Byte Order
From PortaWiki
Different CPUs represent numbers that use multiple bytes in memory in different orders. The order that a particular CPU uses to store numbers is described by the term "endianness". Generally the type of endianness that a CPU uses is either big or little endian. Big endian CPUs store multi byte integers from left to right in memory, while little endian does the reverse. This can be demostrated by running the following code on different platforms.
int
main(int argc, char *argv[])
{
u_int32_t n = 0x11223344;
u_int8_t *b;
int i;
b = (u_int8_t *)&n;
for (i = 0; i < sizeof(n); i++)
printf("byte %d: 0x%02x\n", i, b[i]);
return (0);
}
On a big endian CPU the following output is produced:
byte 0: 0x11 byte 1: 0x22 byte 2: 0x33 byte 3: 0x44
While on a little endian CPU you get this:
byte 0: 0x44 byte 1: 0x33 byte 2: 0x22 byte 3: 0x11
The endianness of a platform is generally transparent to the programmer until they need to exchange data with another computer. For example, a program that needs to store a string on disk could use an integer to store the length of the string. The following two programs will work on machines of the same endianness:
write.c:
#include <stdio.h>
#include <fcntl.h>
#include <err.h>
int
main(int argc, char *argv[])
{
u_int32_t len;
char data[64] = "this is my data";
int f;
len = strlen(data);
printf("length: %d\n", len);
printf("data: \"%s\"\n", data);
if ((f = open("myfile", O_WRONLY|O_CREAT|O_TRUNC, 0666)) == -1)
err(1, "open");
/* write the length of the string in the data */
if (write(f, (void *)&len, sizeof(len)) == -1)
err(1, "write");
/* write the data */
if (write(f, (void *)data, sizeof(data)) == -1)
err(1, "write");
close(f);
return (0);
}
read.c:
#include <stdio.h>
#include <fcntl.h>
#include <err.h>
int
main(int argc, char *argv[])
{
u_int32_t len;
char data[64];
int f;
if ((f = open("myfile", O_RDONLY, 0666)) == -1)
err(1, "open");
/* read the length of the string in the data */
if (read(f, (void *)&len, sizeof(len)) == -1)
err(1, "read");
/* read the data into memory */
if (read(f, (void *)data, sizeof(data)) == -1)
err(1, "read");
close(f);
data[len] = '\0'; /* null terminate our data for printing */
printf("length: %d data: \"%s\"\n", len, data);
return (0);
}
Running these programs on the same computer gives the following output:
user@bigendian ~$ ./write length: 15 data: "this is my data" user@bigendian ~$ ./read length: 15 data: "this is my data"

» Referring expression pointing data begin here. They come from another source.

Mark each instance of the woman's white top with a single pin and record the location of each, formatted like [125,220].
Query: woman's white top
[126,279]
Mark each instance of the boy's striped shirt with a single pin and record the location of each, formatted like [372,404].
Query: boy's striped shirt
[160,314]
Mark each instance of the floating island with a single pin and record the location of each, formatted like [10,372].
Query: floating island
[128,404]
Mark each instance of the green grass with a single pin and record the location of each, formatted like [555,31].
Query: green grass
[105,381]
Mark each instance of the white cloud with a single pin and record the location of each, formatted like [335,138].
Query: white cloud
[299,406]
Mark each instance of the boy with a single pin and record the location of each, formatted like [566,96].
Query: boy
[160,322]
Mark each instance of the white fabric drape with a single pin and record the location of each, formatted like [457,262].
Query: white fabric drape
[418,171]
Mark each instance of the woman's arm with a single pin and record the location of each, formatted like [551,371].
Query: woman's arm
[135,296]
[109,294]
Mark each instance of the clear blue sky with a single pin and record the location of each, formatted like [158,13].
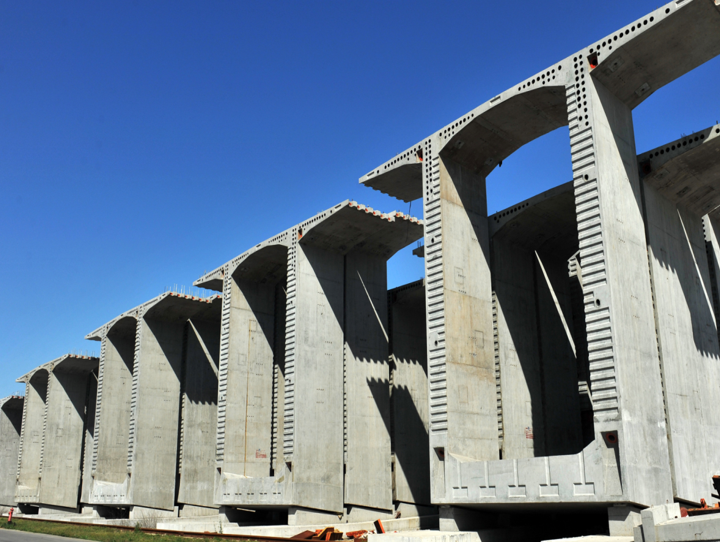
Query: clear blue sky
[142,143]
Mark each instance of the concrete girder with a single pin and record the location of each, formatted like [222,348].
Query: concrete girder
[11,411]
[632,63]
[687,171]
[320,227]
[148,372]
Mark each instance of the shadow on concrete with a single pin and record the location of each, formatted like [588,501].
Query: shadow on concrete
[409,436]
[681,261]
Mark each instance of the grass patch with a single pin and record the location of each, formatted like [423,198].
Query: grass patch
[96,533]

However, copying the data file from the bigendian host to a little endian machine and running read does this:
user@lilendian ~$ ./read length: 251658240 Segmentation fault (core dumped)
The little endian host understood the ordering of the integer in memory differently and so tried to write the \0 to the wrong place in memory. The address it ended up trying to write to was outside its address space so the operating system killed it.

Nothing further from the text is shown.